Find all pairs of prime nummbers $p,q$ such that $p^3 - q^5 = (p+q)^2$.
It's obvious that $p>q$ and $q=2$ doesn't work, then both $p,q$ are odd. Assuming $p = q + 2k$ we conclude, by the equation, that $k|q^3 - q - 4$ because $\gcd(k,q)=1$ (else $p$ is not prime) and $k=1$ has no solution.
I also tried to use some modules, but I couldn't.
$$p^3-q^5=(p+q)^2=p^2+2pq+q^2$$ So, $p^3-q^5\ge 0$, so $p^3\ge q^5$, so $p>q$. $$p^2(p-1)=p^3-p^2=q^5+2pq+q^2=q(q^4+2p+q)$$
Hence, $p^2$ divides $q^4+2p+q$ (as it can't divide q) and so $q$ divides (p-1).
So $p^2\le q^4+2p+q$, so $p\le q^2+1$. We can then verify easily that $q=2$ has no solution for $p$.

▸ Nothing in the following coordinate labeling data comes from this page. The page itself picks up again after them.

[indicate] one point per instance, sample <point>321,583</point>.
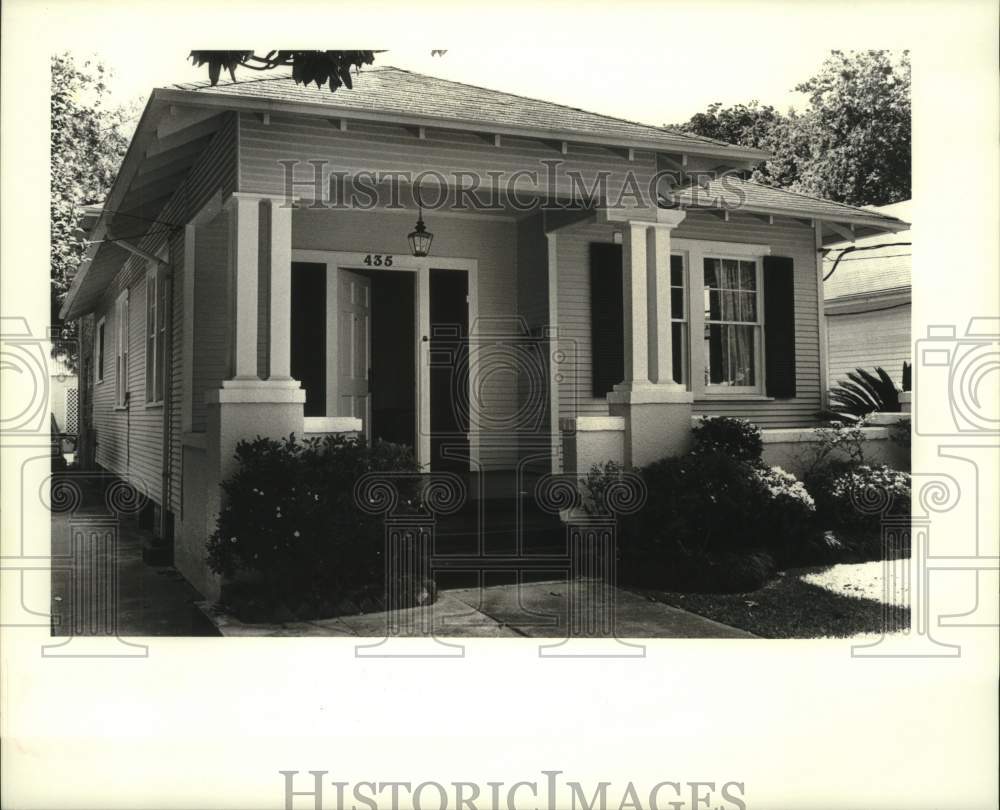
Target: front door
<point>449,370</point>
<point>354,347</point>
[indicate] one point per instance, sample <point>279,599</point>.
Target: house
<point>868,302</point>
<point>592,284</point>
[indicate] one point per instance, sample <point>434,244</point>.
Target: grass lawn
<point>822,601</point>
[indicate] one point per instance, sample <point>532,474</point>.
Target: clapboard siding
<point>130,442</point>
<point>492,242</point>
<point>869,339</point>
<point>786,238</point>
<point>371,147</point>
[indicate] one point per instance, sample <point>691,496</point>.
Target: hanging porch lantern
<point>420,238</point>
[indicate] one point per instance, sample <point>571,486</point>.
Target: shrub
<point>595,486</point>
<point>863,393</point>
<point>835,443</point>
<point>737,438</point>
<point>706,507</point>
<point>291,527</point>
<point>862,496</point>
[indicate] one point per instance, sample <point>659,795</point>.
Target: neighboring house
<point>221,313</point>
<point>868,302</point>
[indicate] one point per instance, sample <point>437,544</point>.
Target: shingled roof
<point>874,271</point>
<point>394,91</point>
<point>730,193</point>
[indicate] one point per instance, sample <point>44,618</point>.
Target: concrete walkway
<point>535,610</point>
<point>151,600</point>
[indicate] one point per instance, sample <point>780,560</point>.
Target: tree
<point>88,142</point>
<point>852,142</point>
<point>322,67</point>
<point>859,110</point>
<point>742,124</point>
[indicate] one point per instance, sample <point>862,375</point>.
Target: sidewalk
<point>151,600</point>
<point>535,610</point>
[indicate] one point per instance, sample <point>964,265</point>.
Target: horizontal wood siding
<point>371,147</point>
<point>786,238</point>
<point>130,442</point>
<point>869,339</point>
<point>574,295</point>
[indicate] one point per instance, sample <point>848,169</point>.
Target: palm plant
<point>863,393</point>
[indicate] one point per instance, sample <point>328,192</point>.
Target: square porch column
<point>656,410</point>
<point>280,332</point>
<point>244,224</point>
<point>245,406</point>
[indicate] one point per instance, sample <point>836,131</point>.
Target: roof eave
<point>144,133</point>
<point>889,225</point>
<point>203,98</point>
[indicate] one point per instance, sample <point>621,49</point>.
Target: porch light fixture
<point>420,238</point>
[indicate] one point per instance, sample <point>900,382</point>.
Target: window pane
<point>678,346</point>
<point>712,270</point>
<point>677,303</point>
<point>729,355</point>
<point>160,369</point>
<point>724,305</point>
<point>100,352</point>
<point>676,271</point>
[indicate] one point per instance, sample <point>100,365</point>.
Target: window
<point>678,319</point>
<point>99,351</point>
<point>157,287</point>
<point>732,341</point>
<point>121,349</point>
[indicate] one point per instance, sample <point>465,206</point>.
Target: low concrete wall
<point>789,449</point>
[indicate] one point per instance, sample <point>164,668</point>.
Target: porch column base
<point>590,440</point>
<point>243,410</point>
<point>657,421</point>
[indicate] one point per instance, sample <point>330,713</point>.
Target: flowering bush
<point>707,506</point>
<point>784,487</point>
<point>291,527</point>
<point>595,486</point>
<point>860,497</point>
<point>738,438</point>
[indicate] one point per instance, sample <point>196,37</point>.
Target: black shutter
<point>779,326</point>
<point>607,325</point>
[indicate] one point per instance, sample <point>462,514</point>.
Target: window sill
<point>717,397</point>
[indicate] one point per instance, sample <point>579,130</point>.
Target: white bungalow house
<point>589,302</point>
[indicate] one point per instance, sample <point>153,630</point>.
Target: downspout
<point>168,385</point>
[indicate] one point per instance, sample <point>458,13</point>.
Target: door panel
<point>308,339</point>
<point>354,317</point>
<point>449,372</point>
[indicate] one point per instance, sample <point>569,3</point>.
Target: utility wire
<point>854,248</point>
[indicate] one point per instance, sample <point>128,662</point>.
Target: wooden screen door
<point>354,347</point>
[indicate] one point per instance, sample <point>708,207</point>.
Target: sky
<point>644,86</point>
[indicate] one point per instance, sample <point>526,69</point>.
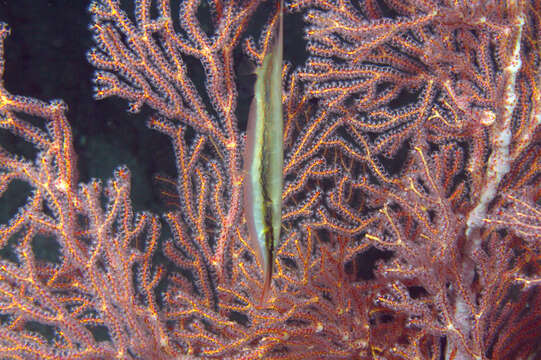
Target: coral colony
<point>410,198</point>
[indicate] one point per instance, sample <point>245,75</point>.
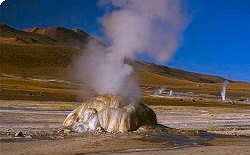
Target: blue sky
<point>217,40</point>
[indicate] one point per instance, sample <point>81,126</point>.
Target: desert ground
<point>38,88</point>
<point>189,130</point>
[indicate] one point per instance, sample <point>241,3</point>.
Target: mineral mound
<point>111,113</point>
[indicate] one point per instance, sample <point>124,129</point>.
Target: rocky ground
<point>33,127</point>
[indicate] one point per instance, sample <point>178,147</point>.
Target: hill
<point>51,57</point>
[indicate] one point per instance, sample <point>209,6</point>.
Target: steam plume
<point>153,27</point>
<point>223,91</point>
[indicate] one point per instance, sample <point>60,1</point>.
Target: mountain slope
<point>52,57</point>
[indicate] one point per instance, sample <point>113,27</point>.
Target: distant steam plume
<point>223,90</point>
<point>153,27</point>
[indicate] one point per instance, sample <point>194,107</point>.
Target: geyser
<point>223,90</point>
<point>132,27</point>
<point>111,113</point>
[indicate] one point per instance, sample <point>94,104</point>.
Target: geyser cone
<point>112,113</point>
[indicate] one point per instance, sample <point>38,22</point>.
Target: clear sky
<point>217,40</point>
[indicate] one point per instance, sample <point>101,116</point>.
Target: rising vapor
<point>152,27</point>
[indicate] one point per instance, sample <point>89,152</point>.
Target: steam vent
<point>111,113</point>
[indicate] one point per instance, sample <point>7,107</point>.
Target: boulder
<point>112,113</point>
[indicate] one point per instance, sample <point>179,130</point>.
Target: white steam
<point>223,90</point>
<point>153,27</point>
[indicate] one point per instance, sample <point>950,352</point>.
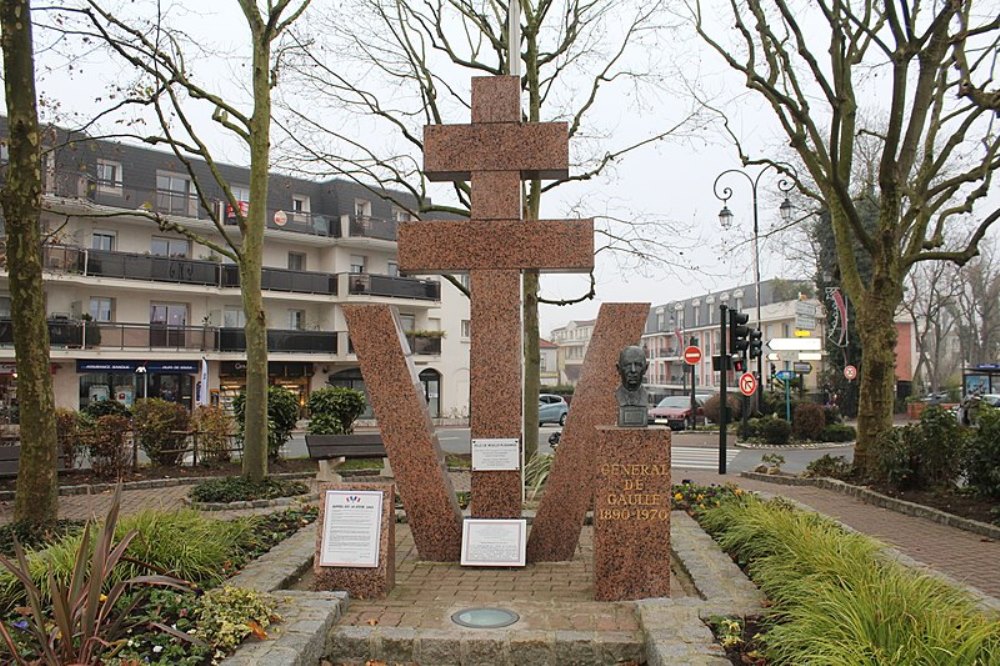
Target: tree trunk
<point>532,361</point>
<point>877,332</point>
<point>37,496</point>
<point>255,417</point>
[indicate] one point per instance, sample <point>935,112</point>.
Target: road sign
<point>748,384</point>
<point>692,355</point>
<point>795,344</point>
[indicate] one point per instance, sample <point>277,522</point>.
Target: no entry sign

But $p$ is prime, and $q^2+1$ and $q^2$ are not so : $$q<p\le q^2-1$$
So let $p=aq+b$ with $1\le a< q$ and $1\le b<q$.
We have $$q^5=p^3-(p+q)^2=(b^3-b^2)+q.(\dots)$$ Hence $q$ divides $b^2(b-1)$, so $b=1$
Hence $p=aq+1$ with $1\le a< q$
We have $$q^5=p^3-(p+q)^2=q.(3a-2(a+1))+q^2.(\dots)$$
Hence, $q$ divides $a-2$, so $a=2$.
So $p=2q+1$
$$q^5=q^2.(8q+12-9)$$ $$0=q^3-8q-3=(q-3).(q^2+3q+1)$$
The only positive integer solution is $q=3$ and so $p=7$.